The city's Traffic Engineering Division requested the study because it's "looking to update the signal timing plan" on Rodeo Road, writes division director John Romero to the council's Public Works Committee in a Dec. 14 memo. Later, Romero tells SFR that he requested the project not necessarily because any of those signals need updating, but because officials haven't obtained traffic volume data there since 2005.

Locals around the area question the need for the spending.

"I don't see any problem with them," says Samuel Bustillos, a customer service representative at One Hour Martinizing at 2801 Rodeo Road, who makes a drive along Rodeo at least four times a week for his job at the dry cleaner.

Across the shopping center, Kelley Koehler, owner of the Massage Banya & Spa, calls Rodeo her "thoroughfare."

"No problems," she says of the signals, noting Rodeo doesn't get much traffic.

John Whitney, a resident of the 2600 block of Calle Primavera, which intersects with Yucca Road, also shrugged when asked about Rodeo's signaling.

"They've been pretty good, I think," Whitney, who is retired, says of the lights. Asked about the city's expenditure on the project, he laughs. "That might be more bothering than the lights."

To conduct the study, officials need to count vehicles during rush hours and off-peak times and develop a model for the counts, writes Romero in the memo, calling such an undertaking "labor intensive." The work includes studying the intersections with Rodeo from Cerrillos to Zia, then along Zia where it intersects with Camino Carlos Rey and Yucca Road.

Romero says officials will next decide whether to conduct a similar count on either St. Francis Drive or Airport Road.

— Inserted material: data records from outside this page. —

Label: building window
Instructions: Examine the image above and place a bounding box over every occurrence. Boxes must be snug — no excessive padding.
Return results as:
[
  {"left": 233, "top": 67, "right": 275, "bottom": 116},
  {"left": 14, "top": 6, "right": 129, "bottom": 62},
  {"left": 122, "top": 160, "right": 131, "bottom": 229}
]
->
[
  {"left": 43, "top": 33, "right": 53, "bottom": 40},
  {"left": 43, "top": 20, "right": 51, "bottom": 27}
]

If the data shows a signal at Rodeo and Cerrillos is out-of-step with traffic patterns, for example, Romero says officials might reprogram the signal-timing software, or a fix could call for new hardware.

Meanwhile, whether Zia is further affected by trains remains up in the air.

While some motorists say they worry that car traffic will get worse if and when trains begin to board and alight passengers at a station near the corner of Zia and St. Francis Drive, others argue that the train will effectively remove cars from the road because some areas residents choose to commute on public transit.

Planners have now completed test stops at the station following a review by the Federal Railroad Administration, which pushed the test stops back to January. The federal officials visited Santa Fe to review its "Quiet Zone" status in the wake of two incidents in which the Rail Runner fatally struck cyclists last year.

FRA rules require locomotive engineers to sound horns for at least 15 seconds before all public-grade crossings. Exemptions allow localities to establish quiet zones where locomotives agree to cease using horns, as in Santa Fe.

Now it's up to officials in Santa Fe to agree to open the stop.

Keith Wilson, a senior planner at the Metropolitan Planning Organization, tells SFR he'll be reviewing results of the test stops this week before reporting them to City Manager Bryan Snyder.

The study measured how far traffic backed up at the intersection when the railroad crossing arms were down for longer than are required today by passing trains, simulating what will happen when the stop is in use.

Merritt Brown, whose development firm owns the land where the stop is located, said he's waiting to hear from the city on its decision to open the stop and whether any improvements need to be made. Years ago, Brown says the firm committed to help pay for and construct some upgrades, such as sidewalks and lights near the station.

Regardless of whether officials decide to open the stop, says Brown, his firm will develop the land.

The firm's development plans stirred contention among neighbors, some of whom eventually persuaded state lawmakers to fund a Department of Transportation study on the traffic impact of opening the stop. The $55,000 analysis, completed in February 2014, said that immediately opening the station might not make traffic conditions worse, but it recommends another lane be added on Zia Road.